Elsa Svartengren was interested in writing. That was obvious early on, as was her interest in saving newspaper clippings and creating archives. In her archive at KvinnSam, University of Gothenburg University Library, several of her letters from the 1960s and 1970s have been preserved, concerning the future Women’s History Archive (now KvinnSam), in which the librarians Asta Ekenvall and Rosa Malmström both asked for her help and thanked her for her contributions. Elsa Svartengren succeeded among other things in acquiring Kerstin Hesselgren’s archive for the Women’s History Archive in Gothenburg.
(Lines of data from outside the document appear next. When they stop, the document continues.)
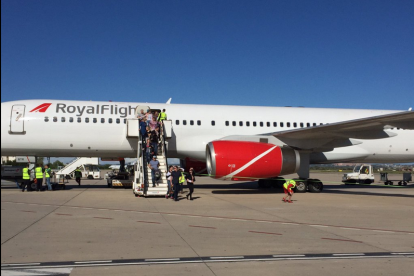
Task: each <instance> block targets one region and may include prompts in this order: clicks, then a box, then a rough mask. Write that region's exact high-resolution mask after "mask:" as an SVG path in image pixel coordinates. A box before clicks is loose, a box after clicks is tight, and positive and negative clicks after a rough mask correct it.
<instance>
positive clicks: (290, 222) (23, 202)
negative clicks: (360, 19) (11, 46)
mask: <svg viewBox="0 0 414 276" xmlns="http://www.w3.org/2000/svg"><path fill="white" fill-rule="evenodd" d="M2 203H10V204H19V205H34V206H59V207H61V208H72V209H83V210H98V211H117V212H131V213H136V214H142V213H146V214H160V215H169V216H183V217H193V218H207V219H221V220H233V221H244V222H248V221H252V222H259V221H260V222H265V221H267V222H269V223H279V224H283V225H295V226H301V225H302V226H313V227H332V228H339V229H345V230H354V231H358V230H365V231H374V230H376V232H379V231H383V232H384V233H402V234H408V235H414V232H410V231H402V230H387V229H374V228H364V227H344V226H339V225H323V224H310V223H300V222H287V221H276V220H259V219H247V218H232V217H218V216H205V215H194V214H177V213H167V212H154V211H138V210H127V209H109V208H92V207H82V206H70V205H69V206H67V205H66V206H60V205H49V204H38V203H24V202H13V201H2Z"/></svg>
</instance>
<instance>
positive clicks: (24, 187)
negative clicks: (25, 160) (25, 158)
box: [21, 163, 31, 192]
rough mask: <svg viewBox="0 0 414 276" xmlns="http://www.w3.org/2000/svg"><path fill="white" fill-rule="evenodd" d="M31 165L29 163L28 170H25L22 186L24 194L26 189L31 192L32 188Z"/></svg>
mask: <svg viewBox="0 0 414 276" xmlns="http://www.w3.org/2000/svg"><path fill="white" fill-rule="evenodd" d="M29 165H30V164H29V163H27V165H26V168H23V184H22V187H21V188H22V192H24V190H25V189H27V191H29V190H31V188H30V170H29Z"/></svg>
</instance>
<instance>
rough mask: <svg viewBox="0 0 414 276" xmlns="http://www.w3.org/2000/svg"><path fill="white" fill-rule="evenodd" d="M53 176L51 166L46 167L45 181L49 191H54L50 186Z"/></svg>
mask: <svg viewBox="0 0 414 276" xmlns="http://www.w3.org/2000/svg"><path fill="white" fill-rule="evenodd" d="M51 174H52V169H51V168H49V165H45V179H46V184H47V189H48V190H49V191H51V190H52V185H51V184H50V175H51Z"/></svg>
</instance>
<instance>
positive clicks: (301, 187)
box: [296, 180, 308, 193]
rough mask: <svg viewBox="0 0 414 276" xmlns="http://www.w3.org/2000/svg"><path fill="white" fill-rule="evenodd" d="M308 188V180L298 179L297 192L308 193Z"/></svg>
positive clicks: (297, 181)
mask: <svg viewBox="0 0 414 276" xmlns="http://www.w3.org/2000/svg"><path fill="white" fill-rule="evenodd" d="M307 190H308V185H307V183H306V181H303V180H299V181H297V180H296V192H297V193H306V191H307Z"/></svg>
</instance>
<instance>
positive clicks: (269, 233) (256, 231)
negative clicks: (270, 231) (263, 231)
mask: <svg viewBox="0 0 414 276" xmlns="http://www.w3.org/2000/svg"><path fill="white" fill-rule="evenodd" d="M249 233H254V234H267V235H279V236H282V235H283V234H279V233H269V232H258V231H249Z"/></svg>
Elsa Svartengren was a social democrat and she considered this party to be the best one for women. She published articles in Social-Demokraten and from as early as 1933 also articles in the social democratic women’s association’s magazine Morgonbris under both her own name and the signature Mix, and she wrote about most subjects. She was employed at Morgonbris in 1938–1942. Later she was employed as a full-time secretary at the professional women’s association Yrkeskvinnornas riksförbund. By then she had already from 1930 started reporting from parliamentary debates under the heading ”Från riksdagsläktaren” in the left-wing women’s magazine Tidevarvet, with which she continued until 1936. In 1941, she published the book Vår riksdag. Vad angår den oss? with the member of parliament Ruth Hamrin-Thorell, who also worked at Idun and Carin Hermelin, who worked at Tidevarvet and was Honorine Hermelin’s sister. In interviews, Elsa Svartengren spoke of herself as a parliamentary journalist.
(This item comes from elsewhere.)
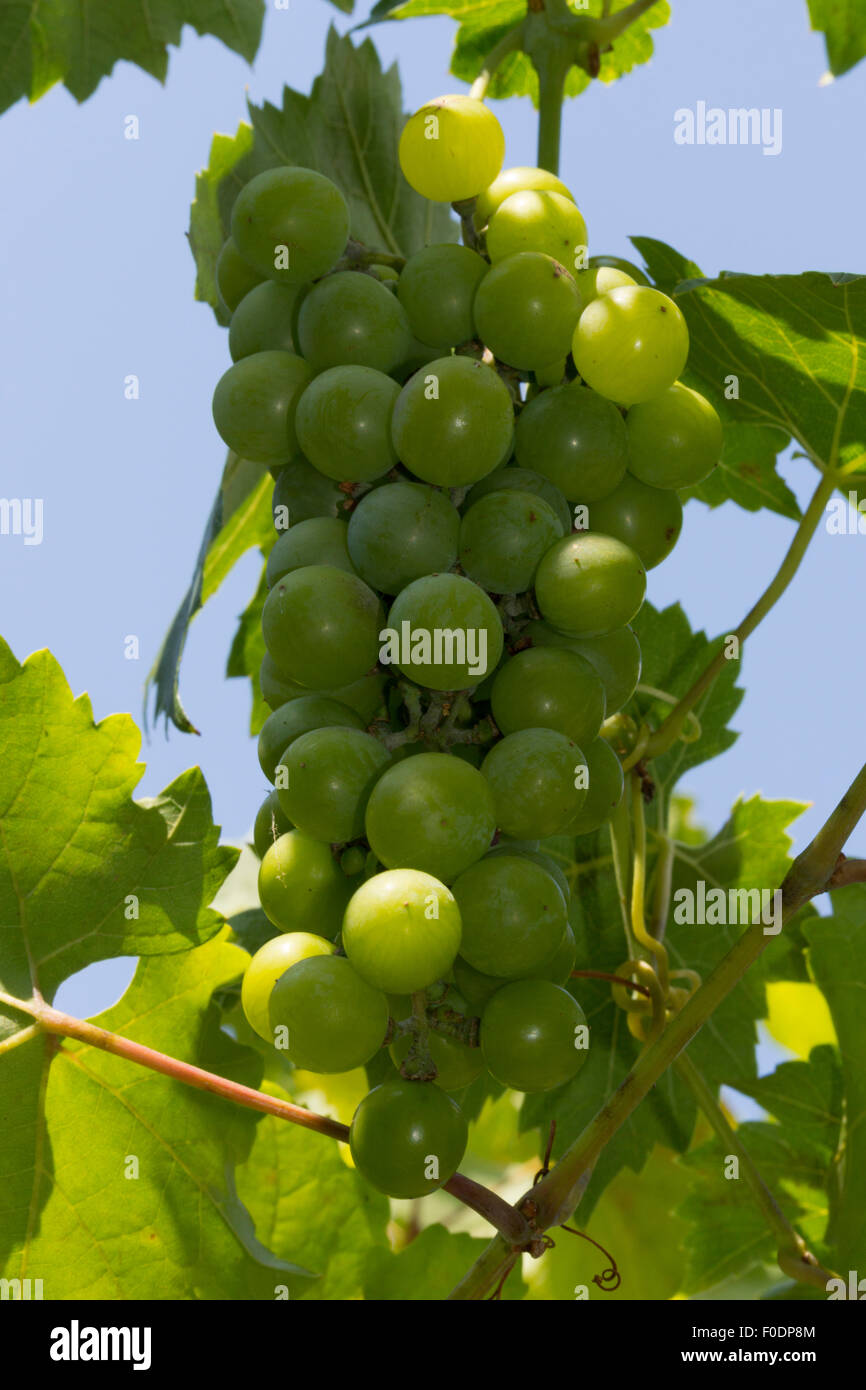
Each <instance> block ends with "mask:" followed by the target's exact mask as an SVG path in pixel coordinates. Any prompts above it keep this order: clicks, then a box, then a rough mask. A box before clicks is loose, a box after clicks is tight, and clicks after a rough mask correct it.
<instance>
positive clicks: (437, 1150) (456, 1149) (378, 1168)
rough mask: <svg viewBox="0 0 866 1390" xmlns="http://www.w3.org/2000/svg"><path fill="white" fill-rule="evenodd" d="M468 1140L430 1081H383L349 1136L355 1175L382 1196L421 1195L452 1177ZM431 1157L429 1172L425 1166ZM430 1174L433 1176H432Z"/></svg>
mask: <svg viewBox="0 0 866 1390" xmlns="http://www.w3.org/2000/svg"><path fill="white" fill-rule="evenodd" d="M467 1137H468V1131H467V1125H466V1119H464V1118H463V1112H461V1111H460V1108H459V1106H457V1105H456V1104H455V1102H453V1101H452V1098H450V1095H446V1094H445V1091H442V1090H441V1088H439V1087H438V1086H435V1084H434V1083H432V1081H405V1080H402V1079H400V1080H396V1081H384V1083H382V1084H381V1086H377V1087H375V1088H374V1090H373V1091H370V1093H368V1094H367V1095H366V1097H364V1099H363V1101H361V1104H360V1105H359V1108H357V1109H356V1112H354V1118H353V1120H352V1129H350V1134H349V1147H350V1150H352V1159H353V1162H354V1166H356V1168H357V1170H359V1173H360V1175H361V1177H366V1179H367V1181H368V1183H371V1184H373V1187H375V1188H377V1190H378V1191H379V1193H385V1194H386V1195H388V1197H400V1198H410V1197H427V1195H428V1194H430V1193H435V1190H436V1188H438V1187H441V1186H442V1183H446V1181H448V1180H449V1179H450V1177H453V1176H455V1173H456V1172H457V1168H459V1165H460V1159H461V1158H463V1154H464V1151H466V1141H467ZM431 1159H435V1161H436V1162H435V1169H434V1168H432V1165H431ZM434 1175H435V1176H434Z"/></svg>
Elsa Svartengren was active in the social democratic women’s association Sveriges socialdemokratiska kvinnoförbund and in the professional women’s association Yrkeskvinnors Riksförbund, YK. In the latter capacity, in the 1940s, she engaged Ebba Holgersson, the head teacher in municipal politics at Kvinnliga Medborgarskolan at Fogelstad, to lead courses for social democratic women at the adult education centre Bommersvik. This centre was described by Elsa Svartengren in equally positive terms as others have described Kvinnliga Medborgarskolan at Fogelstad.
During the 1940s, she was employed at YK, working not only for women’s rights on the job market but also in housing politics with service accommodation. She was also engaged in committee work for the left-wing Samarbetskommittén för Svenska Kvinnors Vänsterförbund, of which both Elisabeth Tamm and Ada Nilsson were members. She became more and more involved in the circle around the Fogelstadförbundet and its magazine with the same name, in which she regularly wrote reports. She also contributed to Idun during these years. In 1956, Elsa Svartengren and Ragna Kellgren contributed to the book Fogelstad. Berättelsen om en skola, the editor of which was Elsa Björkman-Goldschmidt.
Elsa Svartengren was a feminist and she saw it as her task to report on women and women’s contributions in the community at large. She died in 1974 and is buried in Norra begravningsplatsen (the Northern Cemetery) in Solna.